Autonomous City States on the Ocean

Tuesday, January 31, 2012


According to the Seasteading Institute, their mission is to further the establishment and growth of permanent, autonomous ocean communities, enabling innovation with new political and social systems. Seasteading is the concept of creating permanent dwellings at sea, called seasteads, outside the territory claimed by the government of any standing nation.

The Seasteading Institute was founded in 2008 by activist, software engineer and political economic theorist Patri Friedman, grandson of Nobel Prize winning economist Milton Friedman, and technology entrepreneur, investor and Philanthropist Peter Thiel.



The Seasteading Institute, seeks to build sovereign nations on oil rig-like platforms to occupy waters beyond the reach of law-of-the-sea treaties. The idea is for these countries to start from a libertarian framework free from the laws, regulations, and moral codes of any existing place.
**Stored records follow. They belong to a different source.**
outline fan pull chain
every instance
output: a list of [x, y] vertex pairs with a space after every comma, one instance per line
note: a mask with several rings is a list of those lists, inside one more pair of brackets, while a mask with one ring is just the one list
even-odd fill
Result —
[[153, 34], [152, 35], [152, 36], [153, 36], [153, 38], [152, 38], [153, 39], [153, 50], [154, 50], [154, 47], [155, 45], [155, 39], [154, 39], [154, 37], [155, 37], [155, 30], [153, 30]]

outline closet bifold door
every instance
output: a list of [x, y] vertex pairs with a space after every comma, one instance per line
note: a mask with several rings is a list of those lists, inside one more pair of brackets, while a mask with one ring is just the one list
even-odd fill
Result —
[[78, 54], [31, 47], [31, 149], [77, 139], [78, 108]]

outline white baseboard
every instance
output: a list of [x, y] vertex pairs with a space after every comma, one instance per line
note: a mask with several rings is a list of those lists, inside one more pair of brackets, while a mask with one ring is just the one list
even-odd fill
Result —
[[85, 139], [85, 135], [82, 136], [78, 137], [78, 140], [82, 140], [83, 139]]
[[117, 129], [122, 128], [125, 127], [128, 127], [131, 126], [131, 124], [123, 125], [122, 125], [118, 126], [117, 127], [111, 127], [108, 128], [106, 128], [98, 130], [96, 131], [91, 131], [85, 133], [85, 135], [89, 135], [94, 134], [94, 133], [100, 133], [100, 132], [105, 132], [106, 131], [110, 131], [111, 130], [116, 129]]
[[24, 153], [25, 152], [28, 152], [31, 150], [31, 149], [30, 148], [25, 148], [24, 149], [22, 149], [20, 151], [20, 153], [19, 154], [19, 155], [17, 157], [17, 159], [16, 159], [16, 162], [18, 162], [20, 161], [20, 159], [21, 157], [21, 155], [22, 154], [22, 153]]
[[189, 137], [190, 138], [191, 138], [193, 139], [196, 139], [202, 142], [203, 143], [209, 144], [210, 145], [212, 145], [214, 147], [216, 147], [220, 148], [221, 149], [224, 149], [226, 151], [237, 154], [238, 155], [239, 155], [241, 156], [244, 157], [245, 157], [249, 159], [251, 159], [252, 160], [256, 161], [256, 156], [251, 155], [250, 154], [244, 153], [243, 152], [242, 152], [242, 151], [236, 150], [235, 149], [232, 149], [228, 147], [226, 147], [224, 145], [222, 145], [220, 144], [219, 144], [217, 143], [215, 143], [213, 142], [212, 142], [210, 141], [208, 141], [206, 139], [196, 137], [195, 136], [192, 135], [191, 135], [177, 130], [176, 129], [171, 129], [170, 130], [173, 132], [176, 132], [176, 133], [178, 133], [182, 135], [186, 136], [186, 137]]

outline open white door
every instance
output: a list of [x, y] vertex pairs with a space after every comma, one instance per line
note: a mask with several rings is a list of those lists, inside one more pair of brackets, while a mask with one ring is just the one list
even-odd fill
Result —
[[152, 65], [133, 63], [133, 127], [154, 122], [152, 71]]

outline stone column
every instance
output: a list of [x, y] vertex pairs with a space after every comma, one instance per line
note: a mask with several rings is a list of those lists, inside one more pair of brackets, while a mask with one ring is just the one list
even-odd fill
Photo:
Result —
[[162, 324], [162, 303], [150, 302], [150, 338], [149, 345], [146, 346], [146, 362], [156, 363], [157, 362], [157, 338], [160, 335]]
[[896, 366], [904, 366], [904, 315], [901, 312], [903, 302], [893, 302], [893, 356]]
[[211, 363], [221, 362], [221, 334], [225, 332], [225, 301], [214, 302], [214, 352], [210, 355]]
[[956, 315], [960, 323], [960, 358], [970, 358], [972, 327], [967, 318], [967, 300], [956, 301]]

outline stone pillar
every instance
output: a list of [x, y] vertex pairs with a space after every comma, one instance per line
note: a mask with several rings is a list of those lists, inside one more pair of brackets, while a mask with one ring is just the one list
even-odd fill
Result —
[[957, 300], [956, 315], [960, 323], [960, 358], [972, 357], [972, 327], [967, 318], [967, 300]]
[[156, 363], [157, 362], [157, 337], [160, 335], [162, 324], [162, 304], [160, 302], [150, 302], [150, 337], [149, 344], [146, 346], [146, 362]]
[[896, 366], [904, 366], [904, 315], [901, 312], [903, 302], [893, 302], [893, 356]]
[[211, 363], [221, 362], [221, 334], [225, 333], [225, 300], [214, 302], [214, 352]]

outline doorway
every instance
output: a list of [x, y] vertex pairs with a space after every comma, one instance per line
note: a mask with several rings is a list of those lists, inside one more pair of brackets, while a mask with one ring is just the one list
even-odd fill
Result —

Details says the experiment would be "a kind of floating petri dish for implementing policies that libertarians, stymied by indifference at the voting booths, have been unable to advance: no welfare, looser building codes, no minimum wage, and few restrictions on weapons."

"There are quite a lot of people who think it's not possible," Thiel said at a Seasteading Institute Conference in 2009. "That's a good thing. We don't need to really worry about those people very much, because since they don't think it's possible they won't take us very seriously. And they will not actually try to stop us until it's too late."

The Seasteading Institute's Patri Friedman says the group plans to launch an office park off the San Francisco coast next year, with the first full-time settlements following seven years later.



Here is a video of Friedman talking about the concepts for Charter Cities and the Seasteading Institutet from TEDx in Hong Kong in December.


Friedman's assertion that the Constitution of the United States is obsolete is incorrect, nevertheless the idea of Charter Cities, floating or otherwise is interesting.